When Calliope reached to try to swat the army of crawlies all over once again, her hands were useless against them. She had no fingers? She tried to hold them up to examine them light and thought she saw… knitted mittens? She examined them over and over with a what-in-the-hell kind of look, as if mesmerized by the nordic patterns. Calliope was puppeting the mitts and trying to decide what the pixelated animal forms were while overhearing another voice, this one accented thickly, strangely. There were long slowly recited made-up sounding words echoing in the sound cave. Echoing and then, disappearing.
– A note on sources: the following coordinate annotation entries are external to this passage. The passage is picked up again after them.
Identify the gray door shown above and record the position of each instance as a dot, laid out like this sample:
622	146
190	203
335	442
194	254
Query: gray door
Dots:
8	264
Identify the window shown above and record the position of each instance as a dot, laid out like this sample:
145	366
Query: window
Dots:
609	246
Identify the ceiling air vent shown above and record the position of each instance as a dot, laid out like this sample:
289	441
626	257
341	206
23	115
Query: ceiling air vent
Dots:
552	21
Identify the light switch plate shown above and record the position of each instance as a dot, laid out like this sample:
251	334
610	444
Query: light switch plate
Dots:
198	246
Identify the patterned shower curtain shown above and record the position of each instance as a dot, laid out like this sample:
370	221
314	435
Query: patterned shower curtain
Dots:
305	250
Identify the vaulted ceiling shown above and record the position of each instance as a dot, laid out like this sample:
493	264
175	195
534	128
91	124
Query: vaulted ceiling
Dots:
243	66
“Shit,” She heard someone near her swear sharply under their breath. “How long has it been since this ran out?” There was some shuffling as a cart was rolled over, the hum of the hover motor buzzing in Calliope’s ear relentlessly. She cringed. A nurse replaced the fluids pack.
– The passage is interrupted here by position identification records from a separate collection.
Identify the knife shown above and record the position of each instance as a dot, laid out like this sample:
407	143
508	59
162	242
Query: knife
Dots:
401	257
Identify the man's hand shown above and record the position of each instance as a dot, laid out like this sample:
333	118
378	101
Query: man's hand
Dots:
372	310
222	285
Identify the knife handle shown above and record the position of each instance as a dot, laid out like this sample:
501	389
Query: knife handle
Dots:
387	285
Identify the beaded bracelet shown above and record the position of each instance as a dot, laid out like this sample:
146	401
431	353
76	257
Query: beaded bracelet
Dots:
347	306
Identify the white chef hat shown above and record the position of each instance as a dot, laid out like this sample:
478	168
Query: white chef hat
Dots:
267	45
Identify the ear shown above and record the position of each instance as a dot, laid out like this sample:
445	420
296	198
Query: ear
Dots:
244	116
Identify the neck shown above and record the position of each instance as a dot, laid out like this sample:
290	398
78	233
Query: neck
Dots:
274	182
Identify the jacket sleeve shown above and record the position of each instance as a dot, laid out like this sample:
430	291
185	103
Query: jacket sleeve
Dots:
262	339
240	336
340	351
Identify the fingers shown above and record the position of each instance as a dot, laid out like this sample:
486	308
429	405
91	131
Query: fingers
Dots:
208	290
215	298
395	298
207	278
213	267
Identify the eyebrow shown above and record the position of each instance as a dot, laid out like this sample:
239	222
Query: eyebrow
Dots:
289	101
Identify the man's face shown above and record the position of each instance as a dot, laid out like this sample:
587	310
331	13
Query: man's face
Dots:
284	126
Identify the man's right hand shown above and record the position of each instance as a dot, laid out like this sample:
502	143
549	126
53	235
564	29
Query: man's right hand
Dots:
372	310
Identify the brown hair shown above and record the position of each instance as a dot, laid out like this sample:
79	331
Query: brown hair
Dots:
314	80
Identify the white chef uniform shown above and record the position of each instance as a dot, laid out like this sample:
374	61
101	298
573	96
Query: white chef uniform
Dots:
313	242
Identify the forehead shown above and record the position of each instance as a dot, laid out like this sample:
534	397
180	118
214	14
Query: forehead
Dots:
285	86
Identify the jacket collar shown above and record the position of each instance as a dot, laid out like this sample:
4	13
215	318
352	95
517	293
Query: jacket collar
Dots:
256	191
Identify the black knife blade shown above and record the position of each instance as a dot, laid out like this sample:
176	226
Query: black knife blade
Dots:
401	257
“Her heart rate isn’t right. It’s dipping.”
“Do you think it’s the dosage?”
“I think…. I think we have to bring in a consult. This isn’t my field.”
Fields. The deer were in fields, stitched with little white peeks. Calliope began to rub the mittens against her face, the wool couldn’t catch all of the ants’ feet but the pressure on her skin almost hid the itching and crawling.
Calliope felt someone pulling back her hair and, feeling as if every follicle was being yanked, she winced and arched to try to sit up. They started shushing like sandpaper on glass and Calliope shouted to protest, her voice stabbing in her throat. Then there was a very cold metallic touch on her temple. It hummed in a digital lullaby and she relaxed involuntarily. Her eyes grew heavy and all of the feelings she couldn’t stop feeling seemed to swirl around a dark maw of sleep with her consciousness fading. The last thing she heard echoing through her head before the sleep inducer took hold fully was the banter of two people nearby.
“Sure, I guess if Hamish is bored and wants to do a full transplant on top of everything else. But it’d be a whole lot easier to just change the dosage,” a plain American voice declared.
“I’ll ask Kasra to have another look at the script,” that familiar sing-songy voice from before answered.